The “rapid growth” of Pokémon Go “has also posed an immediate concern for safety,” Northbridge warned. “Users and developers of augmented reality games such as Pokémon Go face real-world liability risks that they may not all be aware of.”
The developer of Pokémon Go, Niantic Inc., was spun out of Google last year in partnership with Nintendo and The Pokémon Company. The game “combines mobile location technology and augmented reality to create a unique game experience that motivates players to go outside and explore the world around them,” Niantic states on its website.
“Players will explore their surroundings to find and catch wild Pokémon.”
Earlier this month, The Associated Press reported that the City of Hiroshima, Japan had asked Niantic to remove the creatures and sites that appeared in a memorial in Hiroshima for the 1945 bombing near the end of the Second World War.
In Canada, one person was recently charged with unauthorized access Toronto Transit subway tracks, The Canadian Press reported. It is alleged that Mark Correia stepped on to the tracks to make a ‘cautionary’ video about Pokémon Go.
Correia’s YouTube video, called Pokémon Go Problems, shows the comedian walking into various objects, falling over and walking on the subway tracks at Union Station, while looking at his mobile device and playing the game, CP reported. CP quoted a TTC spokesperson as stating that Correia “could have tripped and touched the third rail, which would have electrocuted him.”
“As we start to see more and more of these augmented reality games emerge, the onus will be on players and property owners to assess their personal risks and take the necessary precautions to minimize their liability exposure,” Northbridge said Aug. 22 of Pokémon Go.
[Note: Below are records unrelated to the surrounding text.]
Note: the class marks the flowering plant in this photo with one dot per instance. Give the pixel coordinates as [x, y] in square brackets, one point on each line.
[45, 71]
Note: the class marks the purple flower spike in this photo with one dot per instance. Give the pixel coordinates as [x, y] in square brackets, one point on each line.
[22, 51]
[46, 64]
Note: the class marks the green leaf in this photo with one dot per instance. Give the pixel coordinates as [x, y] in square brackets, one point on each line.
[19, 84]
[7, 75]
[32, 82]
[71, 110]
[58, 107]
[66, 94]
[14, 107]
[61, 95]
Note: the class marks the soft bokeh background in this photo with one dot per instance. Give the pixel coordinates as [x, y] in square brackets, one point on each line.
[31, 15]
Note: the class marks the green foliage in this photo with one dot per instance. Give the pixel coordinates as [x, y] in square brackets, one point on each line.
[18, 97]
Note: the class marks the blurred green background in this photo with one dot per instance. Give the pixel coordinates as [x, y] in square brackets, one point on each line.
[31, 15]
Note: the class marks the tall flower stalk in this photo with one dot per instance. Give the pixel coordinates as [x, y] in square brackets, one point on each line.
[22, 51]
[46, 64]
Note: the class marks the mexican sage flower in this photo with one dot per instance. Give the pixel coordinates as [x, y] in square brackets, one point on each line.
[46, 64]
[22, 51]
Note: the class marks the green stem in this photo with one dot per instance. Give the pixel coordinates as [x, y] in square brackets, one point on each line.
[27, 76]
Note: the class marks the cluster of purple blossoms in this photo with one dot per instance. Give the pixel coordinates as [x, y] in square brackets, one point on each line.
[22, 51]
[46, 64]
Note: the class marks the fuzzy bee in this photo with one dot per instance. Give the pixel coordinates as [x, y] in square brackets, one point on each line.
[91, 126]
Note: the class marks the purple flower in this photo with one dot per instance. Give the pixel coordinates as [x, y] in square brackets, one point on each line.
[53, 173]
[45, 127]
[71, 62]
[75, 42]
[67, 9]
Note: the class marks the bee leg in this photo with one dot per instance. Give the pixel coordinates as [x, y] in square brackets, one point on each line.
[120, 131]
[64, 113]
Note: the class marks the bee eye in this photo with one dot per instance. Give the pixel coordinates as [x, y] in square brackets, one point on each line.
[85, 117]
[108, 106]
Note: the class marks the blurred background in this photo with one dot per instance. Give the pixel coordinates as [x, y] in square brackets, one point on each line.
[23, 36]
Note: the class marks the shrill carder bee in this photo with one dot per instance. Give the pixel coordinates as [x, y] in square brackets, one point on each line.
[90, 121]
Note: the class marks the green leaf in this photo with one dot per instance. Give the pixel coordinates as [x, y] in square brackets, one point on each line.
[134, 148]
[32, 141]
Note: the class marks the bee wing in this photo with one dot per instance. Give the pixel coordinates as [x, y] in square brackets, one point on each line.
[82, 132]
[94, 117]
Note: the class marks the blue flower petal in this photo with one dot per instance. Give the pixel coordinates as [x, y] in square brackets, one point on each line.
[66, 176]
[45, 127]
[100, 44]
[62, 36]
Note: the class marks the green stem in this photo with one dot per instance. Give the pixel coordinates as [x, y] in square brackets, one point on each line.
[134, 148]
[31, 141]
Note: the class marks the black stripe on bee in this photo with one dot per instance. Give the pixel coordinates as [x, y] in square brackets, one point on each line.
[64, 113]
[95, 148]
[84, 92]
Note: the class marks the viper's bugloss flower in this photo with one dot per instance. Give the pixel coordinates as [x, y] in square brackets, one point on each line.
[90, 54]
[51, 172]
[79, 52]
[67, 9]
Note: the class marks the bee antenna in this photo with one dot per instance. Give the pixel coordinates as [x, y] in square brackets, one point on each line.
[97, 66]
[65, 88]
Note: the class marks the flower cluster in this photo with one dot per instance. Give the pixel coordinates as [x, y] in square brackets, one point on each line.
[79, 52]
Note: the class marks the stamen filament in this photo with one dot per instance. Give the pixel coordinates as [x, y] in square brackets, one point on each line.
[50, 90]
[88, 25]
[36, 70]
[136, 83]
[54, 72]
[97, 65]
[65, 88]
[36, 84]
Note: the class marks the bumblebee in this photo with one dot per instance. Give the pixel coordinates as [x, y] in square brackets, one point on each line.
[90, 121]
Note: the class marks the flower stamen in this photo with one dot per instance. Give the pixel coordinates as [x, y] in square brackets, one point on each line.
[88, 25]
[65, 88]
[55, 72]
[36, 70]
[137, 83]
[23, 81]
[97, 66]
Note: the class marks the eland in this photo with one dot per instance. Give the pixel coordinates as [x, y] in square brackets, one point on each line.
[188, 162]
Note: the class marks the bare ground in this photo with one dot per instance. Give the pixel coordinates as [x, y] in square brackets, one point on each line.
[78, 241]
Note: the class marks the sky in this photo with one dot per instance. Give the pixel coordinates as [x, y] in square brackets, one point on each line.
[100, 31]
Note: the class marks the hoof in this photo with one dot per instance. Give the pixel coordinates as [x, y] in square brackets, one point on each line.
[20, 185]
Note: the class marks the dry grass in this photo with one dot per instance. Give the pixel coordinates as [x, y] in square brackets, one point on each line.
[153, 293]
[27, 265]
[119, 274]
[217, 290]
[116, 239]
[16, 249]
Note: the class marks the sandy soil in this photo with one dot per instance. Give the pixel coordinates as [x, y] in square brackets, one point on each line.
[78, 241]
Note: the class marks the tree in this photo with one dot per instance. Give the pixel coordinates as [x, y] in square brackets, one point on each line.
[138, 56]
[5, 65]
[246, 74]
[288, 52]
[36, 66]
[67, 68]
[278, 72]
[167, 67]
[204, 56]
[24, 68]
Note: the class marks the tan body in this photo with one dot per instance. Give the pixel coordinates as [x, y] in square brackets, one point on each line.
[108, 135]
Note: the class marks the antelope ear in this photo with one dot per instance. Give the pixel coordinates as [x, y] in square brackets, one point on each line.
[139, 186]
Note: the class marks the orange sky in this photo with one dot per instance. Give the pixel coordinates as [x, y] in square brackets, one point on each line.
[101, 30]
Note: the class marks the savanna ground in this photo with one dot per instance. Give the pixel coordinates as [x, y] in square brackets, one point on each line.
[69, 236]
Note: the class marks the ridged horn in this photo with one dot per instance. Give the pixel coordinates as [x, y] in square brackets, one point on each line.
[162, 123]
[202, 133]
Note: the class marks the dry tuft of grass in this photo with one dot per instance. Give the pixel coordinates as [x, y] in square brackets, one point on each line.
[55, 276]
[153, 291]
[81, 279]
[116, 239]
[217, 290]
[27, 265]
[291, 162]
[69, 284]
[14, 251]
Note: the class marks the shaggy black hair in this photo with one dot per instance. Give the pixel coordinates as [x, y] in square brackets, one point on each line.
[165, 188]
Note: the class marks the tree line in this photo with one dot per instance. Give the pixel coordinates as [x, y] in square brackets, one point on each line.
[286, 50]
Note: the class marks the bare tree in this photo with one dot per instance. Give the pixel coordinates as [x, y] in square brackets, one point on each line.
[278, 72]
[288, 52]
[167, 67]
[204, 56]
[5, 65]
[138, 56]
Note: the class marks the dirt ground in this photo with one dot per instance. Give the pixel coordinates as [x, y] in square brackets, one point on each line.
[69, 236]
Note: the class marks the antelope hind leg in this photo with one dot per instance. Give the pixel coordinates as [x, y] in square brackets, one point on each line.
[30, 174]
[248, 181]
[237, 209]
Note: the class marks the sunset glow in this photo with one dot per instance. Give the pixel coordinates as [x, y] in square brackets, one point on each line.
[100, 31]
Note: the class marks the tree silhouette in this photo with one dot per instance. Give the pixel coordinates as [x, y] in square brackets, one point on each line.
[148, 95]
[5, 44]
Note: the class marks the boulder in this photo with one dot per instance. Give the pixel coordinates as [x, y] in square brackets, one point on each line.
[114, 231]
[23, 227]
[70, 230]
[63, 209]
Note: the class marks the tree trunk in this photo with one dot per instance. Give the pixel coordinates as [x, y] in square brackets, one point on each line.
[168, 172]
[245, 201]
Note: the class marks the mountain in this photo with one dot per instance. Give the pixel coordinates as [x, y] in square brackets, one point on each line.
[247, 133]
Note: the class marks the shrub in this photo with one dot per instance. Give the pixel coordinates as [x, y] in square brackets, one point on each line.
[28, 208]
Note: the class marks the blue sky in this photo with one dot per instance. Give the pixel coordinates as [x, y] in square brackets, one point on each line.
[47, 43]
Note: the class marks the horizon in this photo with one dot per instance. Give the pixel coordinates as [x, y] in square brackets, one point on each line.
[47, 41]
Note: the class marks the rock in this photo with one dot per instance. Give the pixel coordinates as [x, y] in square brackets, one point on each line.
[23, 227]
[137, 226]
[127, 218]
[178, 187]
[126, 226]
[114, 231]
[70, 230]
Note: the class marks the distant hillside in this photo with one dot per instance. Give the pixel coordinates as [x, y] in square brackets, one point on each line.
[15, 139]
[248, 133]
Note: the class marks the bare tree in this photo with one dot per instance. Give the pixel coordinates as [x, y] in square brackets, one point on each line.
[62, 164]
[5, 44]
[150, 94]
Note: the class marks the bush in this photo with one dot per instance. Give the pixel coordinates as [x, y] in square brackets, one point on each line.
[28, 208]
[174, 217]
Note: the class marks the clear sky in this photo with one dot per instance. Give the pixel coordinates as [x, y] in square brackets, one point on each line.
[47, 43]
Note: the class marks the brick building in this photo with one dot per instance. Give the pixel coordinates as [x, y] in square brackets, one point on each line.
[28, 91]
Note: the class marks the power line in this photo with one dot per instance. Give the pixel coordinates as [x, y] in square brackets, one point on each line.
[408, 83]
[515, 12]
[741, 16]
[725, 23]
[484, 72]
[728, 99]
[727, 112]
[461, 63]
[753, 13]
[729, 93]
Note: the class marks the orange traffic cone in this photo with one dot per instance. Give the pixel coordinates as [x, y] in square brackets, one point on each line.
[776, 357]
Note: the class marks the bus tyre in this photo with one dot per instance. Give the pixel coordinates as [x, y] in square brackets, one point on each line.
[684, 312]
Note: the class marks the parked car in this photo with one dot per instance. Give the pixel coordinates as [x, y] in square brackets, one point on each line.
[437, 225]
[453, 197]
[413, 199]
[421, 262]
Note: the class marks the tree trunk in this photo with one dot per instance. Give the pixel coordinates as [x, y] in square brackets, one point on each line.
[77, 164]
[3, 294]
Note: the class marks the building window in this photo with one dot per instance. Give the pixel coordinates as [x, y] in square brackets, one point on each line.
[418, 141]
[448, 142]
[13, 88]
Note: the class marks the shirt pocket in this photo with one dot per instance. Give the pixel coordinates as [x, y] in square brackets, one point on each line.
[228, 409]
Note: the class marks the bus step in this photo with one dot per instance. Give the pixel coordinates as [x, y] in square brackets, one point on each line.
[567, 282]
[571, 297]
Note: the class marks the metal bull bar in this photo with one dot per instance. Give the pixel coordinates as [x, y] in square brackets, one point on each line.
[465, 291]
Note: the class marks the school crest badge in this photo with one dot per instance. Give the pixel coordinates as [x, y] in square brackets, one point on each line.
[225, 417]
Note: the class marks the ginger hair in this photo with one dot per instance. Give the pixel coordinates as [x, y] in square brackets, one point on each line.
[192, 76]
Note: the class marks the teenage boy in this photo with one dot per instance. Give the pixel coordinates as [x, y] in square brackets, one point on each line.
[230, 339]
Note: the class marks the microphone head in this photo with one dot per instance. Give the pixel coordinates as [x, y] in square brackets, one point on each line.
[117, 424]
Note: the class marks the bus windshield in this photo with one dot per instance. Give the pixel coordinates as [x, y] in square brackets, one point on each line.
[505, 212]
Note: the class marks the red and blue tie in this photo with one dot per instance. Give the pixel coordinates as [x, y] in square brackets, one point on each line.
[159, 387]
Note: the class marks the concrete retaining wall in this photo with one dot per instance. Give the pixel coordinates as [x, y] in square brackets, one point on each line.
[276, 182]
The game has also become “one of the growing dangers of distracted driving,” Northbridge warned. “Since the game’s release, there have been photos posted online of Pokémon appearing on the dashboard of vehicles enticing drivers to capture them instead of paying attention to the road. The increase of distracted driving occurrences have caused many law enforcement agencies to release public safety announcements.”